Supermarkt-Erpresser in Konstanz Gift offenbar in Babynahrung gefunden

Von red/AFP 

Ein unbekannter Erpresser droht laut Polizei in Konstanz damit, bundesweit Lebensmittel zu vergiften. Laut einem Medienbericht sei bereits vergiftete Babynahrung in einem Geschäft gefunden worden.

Unter anderem in Babynahrung ist Äthylenglykol entdeckt worden. Das gaben die Ermittler auf der Pressekonferenz bekannt. Foto: dpa
Unter anderem in Babynahrung ist Äthylenglykol entdeckt worden. Das gaben die Ermittler auf der Pressekonferenz bekannt. Foto: dpa

Konstanz - Ermittler in Baden-Württemberg sind einem Erpresser auf der Spur, der mit der Vergiftung von Lebensmitteln droht. Es handle sich um einen „bundesweit bedeutsamen Erpressungsfall“, erklärte die Polizei Konstanz am Donnerstag, ohne zunächst konkrete Angaben zu machen.

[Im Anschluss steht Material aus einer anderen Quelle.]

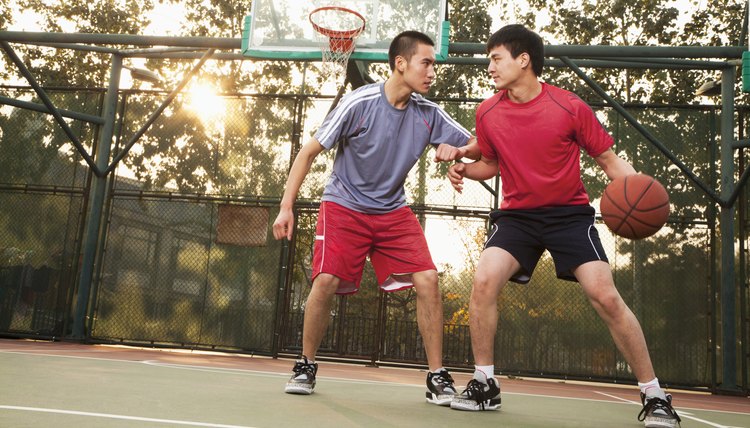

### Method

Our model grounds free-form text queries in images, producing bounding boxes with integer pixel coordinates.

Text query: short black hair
[388,31,435,71]
[487,24,544,77]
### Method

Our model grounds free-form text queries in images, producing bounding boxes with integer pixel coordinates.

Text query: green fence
[0,88,750,392]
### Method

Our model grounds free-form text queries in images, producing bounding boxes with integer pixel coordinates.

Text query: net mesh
[310,7,365,79]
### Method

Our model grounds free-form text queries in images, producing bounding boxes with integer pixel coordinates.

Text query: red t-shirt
[477,83,614,210]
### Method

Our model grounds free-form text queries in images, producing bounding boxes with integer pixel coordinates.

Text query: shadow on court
[0,339,750,428]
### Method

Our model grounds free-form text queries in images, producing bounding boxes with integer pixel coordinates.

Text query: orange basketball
[600,174,669,239]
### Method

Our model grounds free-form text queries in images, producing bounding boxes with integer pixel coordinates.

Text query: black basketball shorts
[484,205,609,284]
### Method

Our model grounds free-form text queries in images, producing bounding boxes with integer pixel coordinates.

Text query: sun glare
[187,82,227,123]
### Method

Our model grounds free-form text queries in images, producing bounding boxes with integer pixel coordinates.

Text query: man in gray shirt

Die „Bild“-Zeitung berichtete, der Täter habe offenbar Gift in Babynahrung gemischt. Mitte September hätten mehrere Lebensmittelkonzerne und Drogeriemarktketten Erpresserschreiben bekommen, berichtete das Blatt auf seiner Website. Der Erpresser forderte demnach zehn Millionen Euro von Supermärkten in Friedrichshafen. Er habe erklärt, in Geschäften bereits Gift in Babynahrung gemischt zu haben. Laut dem Medienbericht hätten Märkte der Ketten Aldi, Rossmann, Lidl, dm, Müller, Edeka, Norma und Rewe das Erpresserschreiben bekommen.

Pressekonferenz am Mittag

Die Polizei ließ dem Bericht zufolge Babynahrung aus den Regalen räumen und untersuchen. In mehreren Gläsern befand sich demnach „offenbar Gift, das Kleinkinder schwerst verletzen, sogar töten konnte“.

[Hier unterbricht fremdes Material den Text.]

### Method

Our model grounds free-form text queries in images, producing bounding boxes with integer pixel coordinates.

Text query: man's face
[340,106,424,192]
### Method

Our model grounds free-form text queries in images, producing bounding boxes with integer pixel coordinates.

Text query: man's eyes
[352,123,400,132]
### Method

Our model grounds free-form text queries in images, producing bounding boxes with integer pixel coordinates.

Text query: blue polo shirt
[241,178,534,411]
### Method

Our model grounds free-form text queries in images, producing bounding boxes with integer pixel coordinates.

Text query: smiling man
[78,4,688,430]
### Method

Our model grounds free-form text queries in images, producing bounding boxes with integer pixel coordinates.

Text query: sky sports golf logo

Polizei und Staatsanwaltschaft wollen am Donnerstagmittag zusammen mit dem baden-württembergischen Verbraucherschutzministerium über den Fall informieren. Der Erpresser drohe, „vergiftete Lebensmittel in den Verkauf zu bringen, falls seine Forderungen nicht erfüllt werden“, erklärte die Polizei. Ein Behördensprecher wollte sich auf Anfrage nicht zu Details äußern.